Périscolaire à Paris : Grégoire inaugure la nouvelle école de formation des animateurs
Le maire PS de Paris Emmanuel Grégoire a inauguré lundi "l'école du périscolaire", nouvelle formation pour les animateurs des écoles de la capitale, éclaboussées par le scandale des violences sexuelles qui a donné lieu à plusieurs plaintes de familles à l'encontre de la Ville.
Ce programme de formation de 100 heures, obligatoire, s'appliquera aux 3.000 animateurs titulaires et contractuels de la filière, a précisé l'édile socialiste, rappelant sa promesse de "contractualiser 2.000 agents supplémentaires dans les années qui viennent".
"L'objectif est de former 500 animateurs par an aux 100 heures", a expliqué Isabelle Cordier, directrice de "l'école du périscolaire", centre de formation initiale et continue situé dans XIIIe arrondissement.
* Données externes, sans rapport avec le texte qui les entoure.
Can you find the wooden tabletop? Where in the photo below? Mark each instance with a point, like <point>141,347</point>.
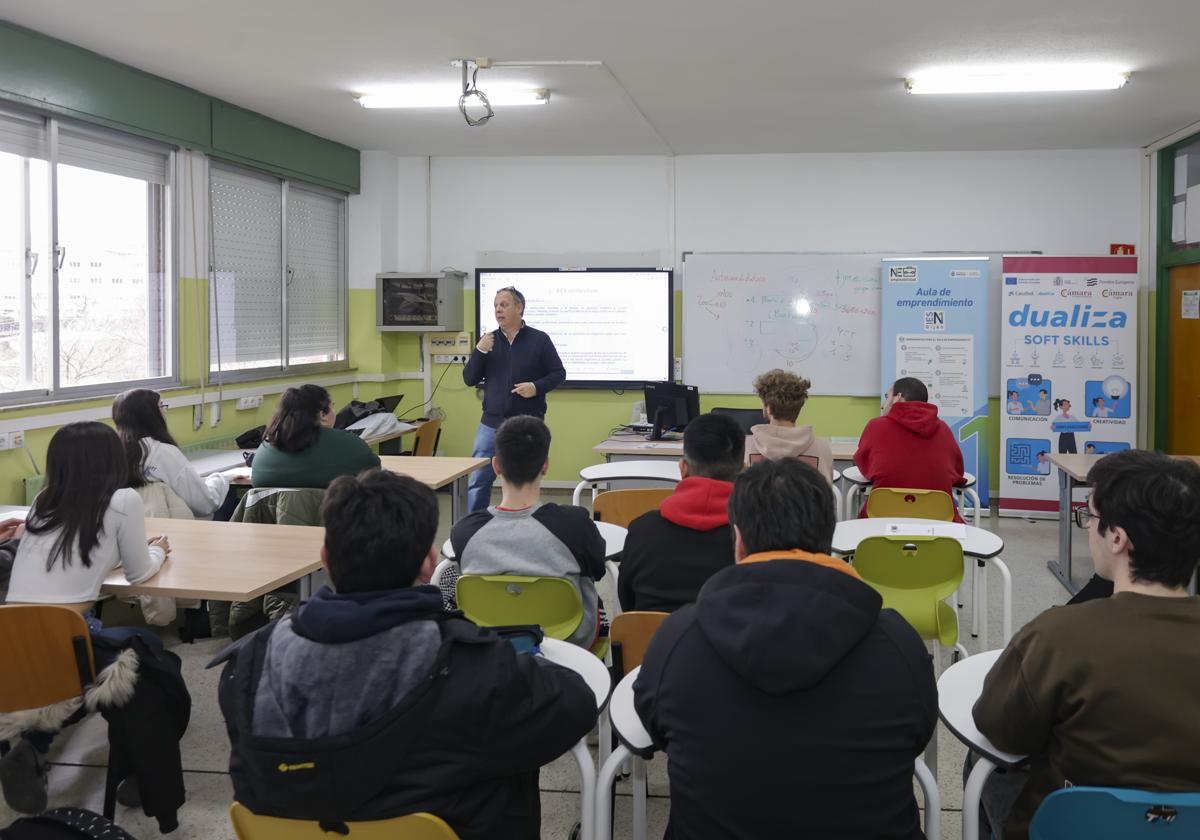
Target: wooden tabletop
<point>226,561</point>
<point>433,471</point>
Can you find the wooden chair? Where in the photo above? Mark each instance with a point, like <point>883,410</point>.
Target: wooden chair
<point>622,507</point>
<point>47,659</point>
<point>426,438</point>
<point>249,826</point>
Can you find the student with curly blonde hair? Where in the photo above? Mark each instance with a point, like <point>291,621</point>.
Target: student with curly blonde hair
<point>783,396</point>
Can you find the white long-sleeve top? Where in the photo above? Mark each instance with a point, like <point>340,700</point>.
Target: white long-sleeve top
<point>168,465</point>
<point>123,543</point>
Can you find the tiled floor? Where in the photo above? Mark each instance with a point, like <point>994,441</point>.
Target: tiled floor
<point>79,755</point>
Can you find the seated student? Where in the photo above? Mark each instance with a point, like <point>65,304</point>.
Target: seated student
<point>383,703</point>
<point>303,449</point>
<point>154,456</point>
<point>525,535</point>
<point>910,445</point>
<point>783,396</point>
<point>671,552</point>
<point>1105,693</point>
<point>791,703</point>
<point>84,523</point>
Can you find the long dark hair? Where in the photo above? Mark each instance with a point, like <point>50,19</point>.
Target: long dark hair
<point>84,466</point>
<point>297,421</point>
<point>137,415</point>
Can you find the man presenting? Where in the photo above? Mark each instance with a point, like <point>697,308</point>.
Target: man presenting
<point>517,365</point>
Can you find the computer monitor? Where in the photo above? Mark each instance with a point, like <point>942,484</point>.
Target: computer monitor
<point>670,407</point>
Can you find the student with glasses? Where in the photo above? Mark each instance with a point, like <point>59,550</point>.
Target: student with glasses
<point>1105,693</point>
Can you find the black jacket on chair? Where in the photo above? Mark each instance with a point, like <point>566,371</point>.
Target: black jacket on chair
<point>791,706</point>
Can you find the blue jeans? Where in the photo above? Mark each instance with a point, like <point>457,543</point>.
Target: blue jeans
<point>479,490</point>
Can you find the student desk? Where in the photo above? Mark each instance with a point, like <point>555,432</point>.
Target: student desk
<point>977,543</point>
<point>227,561</point>
<point>437,472</point>
<point>595,675</point>
<point>958,689</point>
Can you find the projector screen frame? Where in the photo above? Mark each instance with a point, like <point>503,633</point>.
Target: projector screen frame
<point>594,384</point>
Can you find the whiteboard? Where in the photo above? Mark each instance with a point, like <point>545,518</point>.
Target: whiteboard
<point>816,315</point>
<point>726,343</point>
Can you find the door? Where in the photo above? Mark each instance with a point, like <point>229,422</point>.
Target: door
<point>1183,361</point>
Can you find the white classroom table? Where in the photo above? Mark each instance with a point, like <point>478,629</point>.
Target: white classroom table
<point>977,543</point>
<point>595,675</point>
<point>958,689</point>
<point>613,540</point>
<point>635,741</point>
<point>659,471</point>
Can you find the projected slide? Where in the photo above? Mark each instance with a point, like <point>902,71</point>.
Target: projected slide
<point>609,327</point>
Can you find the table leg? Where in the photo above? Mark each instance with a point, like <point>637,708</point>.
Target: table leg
<point>971,796</point>
<point>587,789</point>
<point>459,498</point>
<point>1061,568</point>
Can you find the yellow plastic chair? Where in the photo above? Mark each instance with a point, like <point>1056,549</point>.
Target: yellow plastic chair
<point>915,575</point>
<point>622,507</point>
<point>918,504</point>
<point>499,600</point>
<point>249,826</point>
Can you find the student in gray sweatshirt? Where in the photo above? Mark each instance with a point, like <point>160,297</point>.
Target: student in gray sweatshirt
<point>525,535</point>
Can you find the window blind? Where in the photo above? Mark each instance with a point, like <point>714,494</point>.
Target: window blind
<point>246,310</point>
<point>316,261</point>
<point>91,149</point>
La Ville souhaite aussi "développer considérablement" les formations au BAFA (brevet d'aptitude aux fonctions d'animateur), qui n'est pas obligatoire.
"Cette école est une démarche positive, mais ça reste des formations non diplômantes", a regretté Eric Leclerc du syndicat Supap-FSU.
"En termes qualitatifs, on ne voit pas bien ce que ça change", a jugé de son côté Alexandre Herzog de la CGT.
Depuis février, la totalité des 14.000 animateurs de la Ville, vacataires compris, sont par ailleurs obligés de suivre une formation de 48 heures sur la prévention des violences sexuelles et les violences éducatives ordinaires.
"Je différencie la question des violences faites aux enfants et celle du risque de pédocriminalité. Ca n'est pas vrai que c'est une affaire de statut ou de formation. Mais il peut y avoir une inaptitude et cette formation de 48 heures nous permet de faire une première évaluation", a estimé M. Grégoire.
Le nouveau maire de Paris a annoncé en avril un plan à 20 millions d'euros contre les violences sexuelles dans le périscolaire, "priorité numéro un" de son début de mandat.
"Nous avons déjà dépassé les 20 millions d'euros engagés, qui étaient des premières mesures d'urgence", a affirmé l'édile, assurant que la Ville mettrait "tous les moyens nécessaires" pour professionnaliser la filière, qui souffre de précarité et de sous-effectifs.
Depuis début 2026, 132 animateurs ont été suspendus par la Ville de Paris, dont 52 pour suspicions de violences sexuelles ou sexistes. Plus de 200 enquêtes pénales sont par ailleurs en cours dans les écoles primaires et les crèches de la capitale, selon le parquet.
Vendredi, une quinzaine de familles qui dénoncent des violences et atteintes sexuelles ont annoncé déposer plainte contre la Ville de Paris et le maire, ainsi que sa prédécesseure Anne Hidalgo dont il fut l'adjoint.
"J'en ai pris acte et, sur le fond du dossier, je serai amené à apporter des éléments dès la semaine prochaine", le 16 septembre, lors de son audition par la commission d'enquête du Sénat sur le périscolaire.